A aposta de Lucena, a par de iniciativas que já tinha encaminhado desde que foi anunciado como eleito no segundo turno, continua sendo na parceria com o governo do Estado, que tende a se estreitar maciçamente, graças à coligação firmada entre ele e o governador João Azevêdo (Cidadania) no pleito que registrou número recorde de candidaturas. Ainda ontem, estava agendada uma visita do próprio governador João Azevêdo à sede da prefeitura municipal da Capital para concertação de novas estratégias conjuntas, não somente de enfrentamento à pandemia do novo coronavírus, mas no que diz respeito à execução de obras e a investimentos que precisam ser direcionados com urgência urgentíssima para conciliar a solução da crise econômica, que é grave, com a luta para manter sob controle a proliferação da Covid na Capital do Estado.
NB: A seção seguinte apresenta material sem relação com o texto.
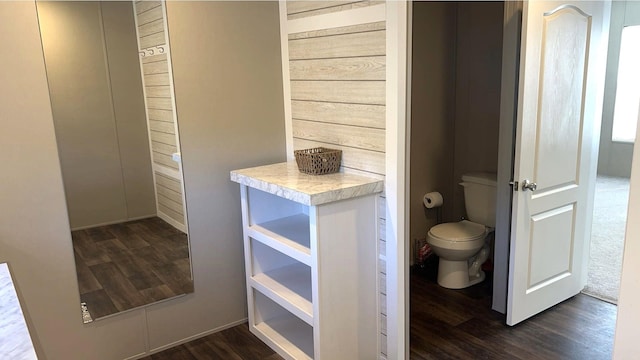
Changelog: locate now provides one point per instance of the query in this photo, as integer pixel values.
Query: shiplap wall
(336, 68)
(163, 134)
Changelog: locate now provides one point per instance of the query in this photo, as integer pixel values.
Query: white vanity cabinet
(311, 261)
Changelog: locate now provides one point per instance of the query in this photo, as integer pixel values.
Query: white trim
(363, 15)
(286, 79)
(508, 108)
(175, 174)
(397, 18)
(187, 339)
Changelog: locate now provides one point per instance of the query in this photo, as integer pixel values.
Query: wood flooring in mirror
(127, 265)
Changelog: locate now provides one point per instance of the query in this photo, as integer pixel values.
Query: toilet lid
(460, 231)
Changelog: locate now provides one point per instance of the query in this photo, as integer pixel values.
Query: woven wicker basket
(318, 161)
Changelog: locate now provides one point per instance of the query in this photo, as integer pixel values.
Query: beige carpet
(607, 238)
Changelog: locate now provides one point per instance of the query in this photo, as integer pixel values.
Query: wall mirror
(110, 82)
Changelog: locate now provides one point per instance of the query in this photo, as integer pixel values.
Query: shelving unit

Há condições objetivas extremamente favoráveis para um deslanche de ações administrativas dentro de João Pessoa como nunca se viu nos últimos dez anos, em que faltou entrosamento entre governo do Estado e prefeitura municipal. Por outro lado, a experiência confere ao prefeito Cícero Lucena destreza para encontrar as soluções apropriadas para problemas que atormentam a vida da população. Parece indiscutível a existência de vontade política entre governantes nesta fase excepcionalmente dramática que a Paraíba vive. No dizer do ex-governador Tarcísio Burity, um dos administradores mais marcantes do Estado, havendo vontade política, mais de meio caminho terá sido andado, com certeza, para a consecução de metas que “pareciam impossíveis, até serem feitas”, como acentuava o ministro José Américo de Almeida. Então, mãos à obra, pé na tábua e transparência em tempo integral.